Dalam memahami makna kebebasan berekspresi, peril ditinjau kembali makna kata kebebasan yang berkaitan dengan hal tersebut. Dalam Bahasa Inggris, kebebasan memiliki dua arti yakni freedom dan liberty. Perbedaan kedua kata tersebut terletak pada subjektivitas pola pengkalimatan. Kata freedom cenderung mengungkapkan kebebasan yang dimiliki secara personal dan menjadi tanggung jawab sendiri. Hal ini esensinya ketika seseorang memutuskan untuk melakukan sesuatu tanpa gangguan atau hambatan dari pihak luar yang berpotensi mengganggu kebebasan yang ada. Contoh sederhana ketika seseorang ingin melempar batu ke sungai sebagai sebuah tindakan yang dilakukan atas kehendak sendiri. Kemudian kata liberty sendiri mencakup ruang lingkup yang lebih luas yakni kebebasan dalam kehidupan sosial. Kebebasan yang dimaksud ialah adanya regulasi yang membatasi ruang gerak seseorang demi kepentingan bersama.

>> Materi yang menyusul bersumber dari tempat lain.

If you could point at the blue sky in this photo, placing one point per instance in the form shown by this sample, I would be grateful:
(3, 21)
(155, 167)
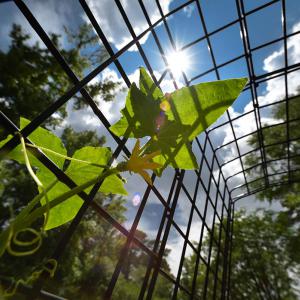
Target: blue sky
(185, 27)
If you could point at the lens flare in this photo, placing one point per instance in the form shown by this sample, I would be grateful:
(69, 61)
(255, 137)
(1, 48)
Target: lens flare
(136, 200)
(178, 62)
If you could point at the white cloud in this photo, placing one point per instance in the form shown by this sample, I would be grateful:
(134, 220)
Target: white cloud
(274, 91)
(113, 25)
(188, 10)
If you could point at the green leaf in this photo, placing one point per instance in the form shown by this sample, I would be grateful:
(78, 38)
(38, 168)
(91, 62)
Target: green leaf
(187, 112)
(148, 87)
(201, 105)
(41, 137)
(79, 172)
(139, 115)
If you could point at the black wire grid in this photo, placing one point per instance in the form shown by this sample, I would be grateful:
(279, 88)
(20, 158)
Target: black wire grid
(216, 191)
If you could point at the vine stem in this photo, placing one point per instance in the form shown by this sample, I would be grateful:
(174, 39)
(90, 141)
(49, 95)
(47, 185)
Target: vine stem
(36, 179)
(66, 157)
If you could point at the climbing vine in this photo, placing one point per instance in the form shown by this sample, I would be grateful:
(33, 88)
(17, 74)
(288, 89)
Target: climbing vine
(170, 122)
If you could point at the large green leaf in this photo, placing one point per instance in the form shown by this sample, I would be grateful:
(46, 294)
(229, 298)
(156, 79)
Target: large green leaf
(79, 172)
(139, 115)
(187, 112)
(201, 105)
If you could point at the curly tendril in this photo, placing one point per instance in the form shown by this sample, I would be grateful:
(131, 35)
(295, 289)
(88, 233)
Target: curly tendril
(11, 291)
(37, 240)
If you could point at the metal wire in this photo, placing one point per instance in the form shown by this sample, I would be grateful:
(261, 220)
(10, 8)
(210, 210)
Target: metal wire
(216, 192)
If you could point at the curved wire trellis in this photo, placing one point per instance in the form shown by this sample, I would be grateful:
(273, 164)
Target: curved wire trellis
(222, 200)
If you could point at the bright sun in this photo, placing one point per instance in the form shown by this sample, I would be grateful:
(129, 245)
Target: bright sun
(178, 62)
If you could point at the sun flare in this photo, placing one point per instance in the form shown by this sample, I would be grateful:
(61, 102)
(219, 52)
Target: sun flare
(178, 62)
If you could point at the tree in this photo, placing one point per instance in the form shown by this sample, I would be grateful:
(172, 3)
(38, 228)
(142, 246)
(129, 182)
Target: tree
(261, 265)
(287, 194)
(31, 79)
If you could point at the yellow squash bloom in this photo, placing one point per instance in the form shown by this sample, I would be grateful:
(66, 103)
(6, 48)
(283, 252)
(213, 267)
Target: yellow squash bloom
(139, 162)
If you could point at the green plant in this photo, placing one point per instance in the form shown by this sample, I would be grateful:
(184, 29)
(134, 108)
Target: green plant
(171, 121)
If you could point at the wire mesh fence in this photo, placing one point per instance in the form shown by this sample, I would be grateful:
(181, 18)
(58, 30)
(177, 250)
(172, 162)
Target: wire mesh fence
(217, 184)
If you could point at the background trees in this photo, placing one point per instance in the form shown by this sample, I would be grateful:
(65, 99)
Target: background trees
(30, 80)
(265, 260)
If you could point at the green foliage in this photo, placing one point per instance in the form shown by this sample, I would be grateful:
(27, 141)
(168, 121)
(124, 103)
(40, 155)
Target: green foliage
(172, 121)
(31, 79)
(67, 210)
(262, 266)
(75, 140)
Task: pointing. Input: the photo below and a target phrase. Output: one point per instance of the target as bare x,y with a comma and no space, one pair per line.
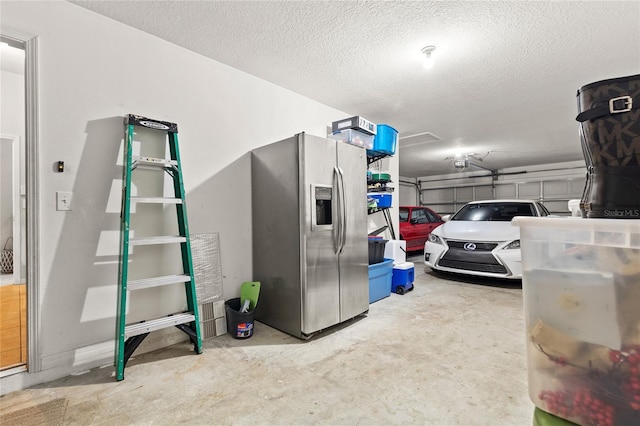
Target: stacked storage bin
380,270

Contohnya ketika ada seseorang yang ingin melempar batu ke sungai memilih mengurungkan niatnya karena ada regulasi yang melarang melemparkan sesuatu ke dalam sungai. Dari sini kita bisa lihat manakah ”Kebebasan” yang akan kita bahas lebih lanjut.
Dalam konsep hidup bernegara, makna kebebasan yang didalami ialah liberty yang tentunya apa yang kita perbuat di dalam negara semuanya diatur dalam undang-undang yang berlaku. Jadi, apakah makna freedom sendiri tidak ada dalam negara? Tentu hal tersebut ada. Contohnya saja, kita mengenal istilah freedom of speech yang diatur juga dalam undang-undang, sehingga polemik kata kebebasan ini masih menjadi suatu hal yang perlu didalami. Di dalam negara yang demokratis, freedom seseorang tidak ditekan hingga tidak terciptanya kebebasan yang dimaksud. Freedom yang ada esensinya sudah ada dalam liberty dimana negara bertanggung jawab atas apa yang dilakukan warga negara di dalam negaranya. Sehingga jika menekankan kebebasan dalam arti freedom, tentunya akan membawa dampak bagi banyak pihak yang mungkin tidak akan menerimanya sehingga kehidupan bermasyarakat secara bersama menjadi pialang utama dalam makna kebebasan di dalam negara atau dalam bahasa undang-undang, seseorang harus tetap menghargai hak orang lain.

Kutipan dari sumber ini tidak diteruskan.